A complex system of currents in the Atlantic Ocean which regulate the climate may have lost ‘stability’ (Picture: Getty)

A complex system of ocean currents which regulate Europe’s climate could be at risk because of global warming.

Scientists have warned the natural phenomenon, which includes the Gulf Stream, may have reached a point of ‘almost complete loss of stability’.

New research suggests a big change to Atlantic Meridional Overturning Circulation (AMOC) would have a ‘cascade’ of knock-on effects on the Antarctic ice sheets, tropical monsoon systems and the Amazon rainforest.

The AMOC acts like a conveyor belt carrying warm surface water to the North Atlantic, including from the tip of Florida towards Europe, making it significantly warmer than it otherwise would be.

Experts from Germany’s Potsdam Institute for Climate Impact Research are concerned the climate crisis might cause it to flip from its ‘strong’ to its ‘weak’ mode.

As the Earth warms, huge amounts of freshwater are rushing into the oceans from melting ice caps, disrupting the salinity of the ocean and potentially fundamentally changing the dynamics of its currents.

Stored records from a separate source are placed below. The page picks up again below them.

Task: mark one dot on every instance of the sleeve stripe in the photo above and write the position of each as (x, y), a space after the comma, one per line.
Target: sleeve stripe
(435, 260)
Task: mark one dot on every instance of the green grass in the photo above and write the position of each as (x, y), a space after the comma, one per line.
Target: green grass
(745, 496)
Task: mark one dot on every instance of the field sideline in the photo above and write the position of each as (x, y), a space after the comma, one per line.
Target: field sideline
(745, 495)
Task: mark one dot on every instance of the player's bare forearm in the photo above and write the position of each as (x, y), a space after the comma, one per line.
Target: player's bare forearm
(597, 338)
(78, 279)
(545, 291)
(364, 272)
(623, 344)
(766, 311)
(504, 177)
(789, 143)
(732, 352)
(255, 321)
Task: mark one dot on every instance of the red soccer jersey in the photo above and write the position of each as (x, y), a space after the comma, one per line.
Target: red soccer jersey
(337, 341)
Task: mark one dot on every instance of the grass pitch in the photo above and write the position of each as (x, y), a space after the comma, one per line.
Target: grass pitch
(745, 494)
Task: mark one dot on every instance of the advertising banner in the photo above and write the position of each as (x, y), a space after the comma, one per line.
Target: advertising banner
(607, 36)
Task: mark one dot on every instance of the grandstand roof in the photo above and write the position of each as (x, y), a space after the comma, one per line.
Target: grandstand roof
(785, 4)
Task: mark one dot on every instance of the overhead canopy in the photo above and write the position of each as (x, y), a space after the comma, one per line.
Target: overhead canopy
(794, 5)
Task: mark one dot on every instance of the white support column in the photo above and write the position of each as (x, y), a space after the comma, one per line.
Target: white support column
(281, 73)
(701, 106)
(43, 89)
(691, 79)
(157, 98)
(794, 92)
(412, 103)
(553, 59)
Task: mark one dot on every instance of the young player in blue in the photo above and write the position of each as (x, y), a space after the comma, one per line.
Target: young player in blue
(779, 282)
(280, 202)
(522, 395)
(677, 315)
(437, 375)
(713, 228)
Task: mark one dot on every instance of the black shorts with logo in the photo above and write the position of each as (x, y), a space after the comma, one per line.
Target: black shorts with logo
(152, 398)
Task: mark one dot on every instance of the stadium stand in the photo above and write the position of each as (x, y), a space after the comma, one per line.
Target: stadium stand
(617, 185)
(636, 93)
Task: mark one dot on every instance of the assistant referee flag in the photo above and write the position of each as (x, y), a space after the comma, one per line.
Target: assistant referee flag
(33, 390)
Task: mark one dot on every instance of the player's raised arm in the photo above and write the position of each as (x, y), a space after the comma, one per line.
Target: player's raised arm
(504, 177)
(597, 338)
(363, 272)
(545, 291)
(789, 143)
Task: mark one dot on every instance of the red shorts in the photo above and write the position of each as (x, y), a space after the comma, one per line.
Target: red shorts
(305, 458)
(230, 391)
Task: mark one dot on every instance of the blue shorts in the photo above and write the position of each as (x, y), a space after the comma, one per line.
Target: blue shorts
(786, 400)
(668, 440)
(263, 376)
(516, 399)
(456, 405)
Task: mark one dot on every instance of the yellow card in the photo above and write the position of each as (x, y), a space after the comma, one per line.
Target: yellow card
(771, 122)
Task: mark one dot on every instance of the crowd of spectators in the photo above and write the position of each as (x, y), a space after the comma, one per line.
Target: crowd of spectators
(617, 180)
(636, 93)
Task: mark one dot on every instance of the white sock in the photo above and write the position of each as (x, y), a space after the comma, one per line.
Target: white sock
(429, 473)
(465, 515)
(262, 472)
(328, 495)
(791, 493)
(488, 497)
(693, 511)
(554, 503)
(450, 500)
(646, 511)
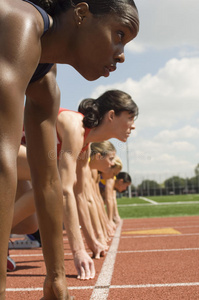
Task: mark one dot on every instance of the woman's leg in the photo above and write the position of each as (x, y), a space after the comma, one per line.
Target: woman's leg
(11, 116)
(24, 219)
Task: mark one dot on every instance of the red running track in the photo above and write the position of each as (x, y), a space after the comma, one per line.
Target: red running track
(155, 258)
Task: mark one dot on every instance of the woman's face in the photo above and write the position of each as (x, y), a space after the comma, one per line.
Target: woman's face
(123, 124)
(100, 45)
(121, 186)
(113, 171)
(106, 162)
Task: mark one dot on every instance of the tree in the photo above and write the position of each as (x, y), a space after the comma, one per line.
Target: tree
(174, 182)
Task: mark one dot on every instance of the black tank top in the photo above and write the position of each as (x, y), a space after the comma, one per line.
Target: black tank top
(42, 69)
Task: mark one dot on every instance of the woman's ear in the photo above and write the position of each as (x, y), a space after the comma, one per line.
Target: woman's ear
(111, 114)
(98, 156)
(81, 10)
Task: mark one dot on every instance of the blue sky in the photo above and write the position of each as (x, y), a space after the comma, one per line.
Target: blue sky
(161, 73)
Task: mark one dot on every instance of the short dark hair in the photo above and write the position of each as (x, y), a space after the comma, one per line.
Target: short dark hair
(125, 176)
(95, 109)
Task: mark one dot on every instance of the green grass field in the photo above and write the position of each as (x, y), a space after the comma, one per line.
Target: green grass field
(164, 206)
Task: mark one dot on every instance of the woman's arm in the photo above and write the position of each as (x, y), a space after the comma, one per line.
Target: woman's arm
(94, 214)
(96, 247)
(71, 146)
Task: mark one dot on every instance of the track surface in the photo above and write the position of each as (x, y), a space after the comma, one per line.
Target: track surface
(155, 258)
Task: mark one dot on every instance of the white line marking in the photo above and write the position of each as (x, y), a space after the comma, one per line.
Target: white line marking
(148, 200)
(137, 286)
(102, 285)
(157, 203)
(41, 289)
(159, 250)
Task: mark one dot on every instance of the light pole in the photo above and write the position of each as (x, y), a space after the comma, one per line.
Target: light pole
(127, 162)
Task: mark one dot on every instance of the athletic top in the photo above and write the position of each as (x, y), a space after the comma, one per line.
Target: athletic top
(42, 69)
(102, 182)
(59, 142)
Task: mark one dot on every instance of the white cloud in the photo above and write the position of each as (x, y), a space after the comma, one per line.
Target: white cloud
(165, 24)
(167, 138)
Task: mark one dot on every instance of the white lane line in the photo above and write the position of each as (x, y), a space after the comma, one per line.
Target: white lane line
(157, 203)
(101, 289)
(148, 200)
(158, 250)
(159, 235)
(135, 286)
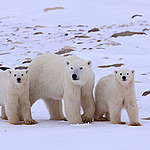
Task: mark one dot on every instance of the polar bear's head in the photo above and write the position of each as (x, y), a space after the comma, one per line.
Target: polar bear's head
(18, 76)
(77, 70)
(124, 77)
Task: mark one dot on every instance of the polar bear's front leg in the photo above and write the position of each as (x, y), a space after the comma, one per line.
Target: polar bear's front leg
(88, 106)
(72, 109)
(26, 111)
(4, 116)
(12, 109)
(55, 109)
(132, 110)
(115, 113)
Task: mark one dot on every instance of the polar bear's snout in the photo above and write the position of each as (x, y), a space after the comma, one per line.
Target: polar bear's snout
(75, 77)
(124, 78)
(18, 80)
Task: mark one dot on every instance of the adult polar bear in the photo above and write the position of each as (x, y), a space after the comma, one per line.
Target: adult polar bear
(71, 78)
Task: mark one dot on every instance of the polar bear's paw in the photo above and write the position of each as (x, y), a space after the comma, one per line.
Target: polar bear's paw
(16, 123)
(30, 122)
(4, 118)
(121, 122)
(59, 118)
(87, 119)
(135, 124)
(100, 118)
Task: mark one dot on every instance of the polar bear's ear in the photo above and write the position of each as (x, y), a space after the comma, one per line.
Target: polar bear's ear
(89, 63)
(115, 72)
(132, 71)
(67, 62)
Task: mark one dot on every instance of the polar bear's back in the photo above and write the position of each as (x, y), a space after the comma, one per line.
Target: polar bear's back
(46, 74)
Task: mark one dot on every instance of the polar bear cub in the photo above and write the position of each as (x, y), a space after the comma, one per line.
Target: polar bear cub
(17, 103)
(114, 92)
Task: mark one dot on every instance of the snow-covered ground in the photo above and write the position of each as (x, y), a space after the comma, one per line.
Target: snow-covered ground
(26, 31)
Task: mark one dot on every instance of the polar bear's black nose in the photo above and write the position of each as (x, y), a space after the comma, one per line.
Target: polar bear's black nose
(74, 76)
(18, 80)
(124, 78)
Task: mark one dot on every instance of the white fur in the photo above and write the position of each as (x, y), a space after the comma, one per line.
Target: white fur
(3, 92)
(112, 94)
(17, 103)
(51, 79)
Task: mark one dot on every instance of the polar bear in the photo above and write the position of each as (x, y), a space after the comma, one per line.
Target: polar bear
(3, 92)
(112, 93)
(71, 78)
(17, 103)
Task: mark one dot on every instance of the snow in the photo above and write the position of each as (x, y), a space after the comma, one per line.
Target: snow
(19, 20)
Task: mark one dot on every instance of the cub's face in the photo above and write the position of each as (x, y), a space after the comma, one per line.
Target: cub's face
(18, 76)
(77, 71)
(124, 77)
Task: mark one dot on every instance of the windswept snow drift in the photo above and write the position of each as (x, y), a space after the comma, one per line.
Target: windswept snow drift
(27, 31)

Researchers said there were early warning signs of a shift to an overall weaker current system in data looking at a range of characteristics of the Atlantic Ocean.

Diagram of the Gulf Stream
The network of ocean currents carries cold and warm water around the Atlantic Ocean, making Europe far warmer than it otherwise should be given its northernly position (Picture: Getty Images/iStockphoto)

The report ruled out a natural fluctuation or straightforward response to global warming as a cause for recent changes, instead concluding the ‘decline may be associated with an almost complete loss of stability of the AMOC over the course of the last century’.

It added: ‘The AMOC could be close to a critical transition to its weak circulation mode.’

The research said the AMOC could be entering a phase known as ‘critical slowing down’ that the Earth’s natural systems enter before their dynamic fundamentally flips to an alternative, stable state.

Grahame Madge, the Met Office’s climate spokesperson, said he didn’t expect the Gulf Stream to collapse this century and said other climate change impacts ‘are going to be a lot more apparent’ in coming decades.

He added: ‘It’s certainly the case that if it were (to collapse) it would be an extremely high impact event, but it is one that at the moment is of relatively low probability.’

Dr David Smeed, of the UK’s National Oceanography Centre, said if man-made global warming was to cause the AMOC to switch, it could be a very long time before it reverted to its strong mode.

He said: ‘If it did flip in to its (slow) state it could take a very long time before it goes back – it could be centuries.

‘The idea of the two states is that when it is in one state its hard to move in to the other, but when it does change, it is very hard to move back.’

The paper, Observation-based early-warning signals for a collapse of the AMOC, is published in the journal Nature Climate Change.